One of my favorite movies of all time is Private Benjamin. I first saw it when I was 17, and it resonated with me for reasons I didn’t really understand. As an adult I understand the liberating journey on which Judy Benjamin (brilliantly played by Goldie Hawn) embarks that brings her to the realization that she doesn’t need a man to be complete.
I have watched this movie probably 30 times, and it always makes me laugh out loud. There are so many great lines in Private Benjamin, but the one that is most vivid to me even now is said during the scene where Judy’s failed attempt to escape from basic training has brought punishment upon her entire platoon. As they march in a circle in the pouring rain weighted down with gear, Judy is whining about wanting to go out to lunch and wear sandals again. One of the girls snaps and turns to Judy and says she’s never met anyone as insensitive as her. Judy is aghast at this charge and denies it by saying, “I never go to someone’s home empty-handed!” I remember thinking, That’s a pretty good rule. I try to live by these words.
Whenever I visit anyone, I always make sure I have some kind of something with me—usually something I’ve baked. If baked goods aren’t appropriate (the only instance I can think of is when someone is on a diet), flowers suffice. Barring this anomaly, I usually show up with cookies, cupcakes or muffins in hand.
I sometimes use girlfriend gatherings to try out a recipe I’ve been mulling over but haven’t yet written or attempted. I made these carrot-coconut muffins to bring to a friend’s one day. We had not seen each other in a long time, and I wanted to bring her something sweet. I also wanted to see what she thought of a gluten-free muffin, since I was pretty sure she had not had many of them. She—and her kids—dug the muffins, so it was a swell visit on all levels.
Judy Benjamin also realized the importance of having girlfriends, and the relationships she develops with the other girls in basic are probably the only true female friendships she’s ever had. While I can guess she probably never made anyone homemade muffins, I know she put a lot of thought into choosing just the right gift to bring to a friend’s house. And if Judy did wind up bringing something sweet, it would definitely be from the bakery—and be fat-free. Not that there’s anything wrong with that.
Makes a dozen muffins
These are excellent at breakfast or tea time. I prefer unsweetened coconut, but if you have sweetened in the cupboard, go ahead and use that. Blanched almond flour makes for a more cakey muffin, so I really recommend using blanched rather than regular old almond meal.
Canola oil spray (if not using baking cups)

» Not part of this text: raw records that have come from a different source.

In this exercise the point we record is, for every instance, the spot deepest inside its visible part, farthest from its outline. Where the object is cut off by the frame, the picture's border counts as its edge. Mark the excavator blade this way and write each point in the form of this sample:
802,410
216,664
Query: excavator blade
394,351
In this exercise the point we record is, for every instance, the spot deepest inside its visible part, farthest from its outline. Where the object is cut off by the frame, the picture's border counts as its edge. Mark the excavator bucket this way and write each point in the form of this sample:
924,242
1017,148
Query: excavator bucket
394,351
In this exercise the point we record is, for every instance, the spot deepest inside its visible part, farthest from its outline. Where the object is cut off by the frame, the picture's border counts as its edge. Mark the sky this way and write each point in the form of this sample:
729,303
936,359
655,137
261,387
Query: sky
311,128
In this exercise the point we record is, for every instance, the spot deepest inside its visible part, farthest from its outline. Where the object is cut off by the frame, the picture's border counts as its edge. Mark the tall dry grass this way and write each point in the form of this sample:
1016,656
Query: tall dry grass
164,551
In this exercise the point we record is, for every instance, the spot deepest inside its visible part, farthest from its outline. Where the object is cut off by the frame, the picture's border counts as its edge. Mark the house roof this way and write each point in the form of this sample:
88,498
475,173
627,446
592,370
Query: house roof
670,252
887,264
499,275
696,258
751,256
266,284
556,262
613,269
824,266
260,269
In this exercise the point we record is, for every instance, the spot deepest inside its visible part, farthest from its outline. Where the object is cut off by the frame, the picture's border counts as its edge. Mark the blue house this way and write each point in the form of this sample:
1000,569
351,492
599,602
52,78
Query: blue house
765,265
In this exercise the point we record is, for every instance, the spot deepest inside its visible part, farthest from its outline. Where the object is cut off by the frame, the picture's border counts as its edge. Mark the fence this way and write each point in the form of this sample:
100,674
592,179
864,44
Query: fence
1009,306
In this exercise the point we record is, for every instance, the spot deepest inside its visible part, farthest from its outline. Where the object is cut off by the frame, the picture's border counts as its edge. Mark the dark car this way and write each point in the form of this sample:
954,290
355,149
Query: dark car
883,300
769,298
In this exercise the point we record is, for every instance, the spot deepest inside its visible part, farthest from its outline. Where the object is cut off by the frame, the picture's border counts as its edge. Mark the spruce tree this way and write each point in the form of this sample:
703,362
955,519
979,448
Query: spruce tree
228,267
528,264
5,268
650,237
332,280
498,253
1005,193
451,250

1 cup blanched almond flour
⅔ cup GF Classical Blend flour, sifted, or your favorite gluten-free flour or flour blend
⅓ cup coconut flour
1½ teaspoons baking powder
½ teaspoon ground cinnamon
½ teaspoon salt
½ teaspoon xanthan gum
¼ teaspoon ground nutmeg
2 eggs, beaten
½ cup sugar
½ cup crushed pineapple, drained
⅓ cup canola oil
¼ cup light coconut milk
1 teaspoon vanilla extract
1½ cups peeled, grated carrot (about 3 medium carrots)
⅓ cup unsweetened shredded coconut
1. Preheat oven to 350°. Prepare muffin pan by lining with baking cups or lightly spraying with canola oil.
2. In a medium bowl, whisk together flours, baking powder, cinnamon, salt, xanthan gum and nutmeg. In a large bowl, whisk together eggs, sugar, pineapple, oil, coconut milk, and vanilla. Stir dry ingredients into wet. Stir in grated carrot and coconut.
3. Spoon batter into muffin cups until ¾ full and bake 20 minutes or until toothpick inserted in center comes out clean. Allow muffins to cool in the pan for 5 minutes or until you can comfortably handle them. Transfer muffins to wire rack to cool completely. These will keep in an airtight container for 2 or 3 days.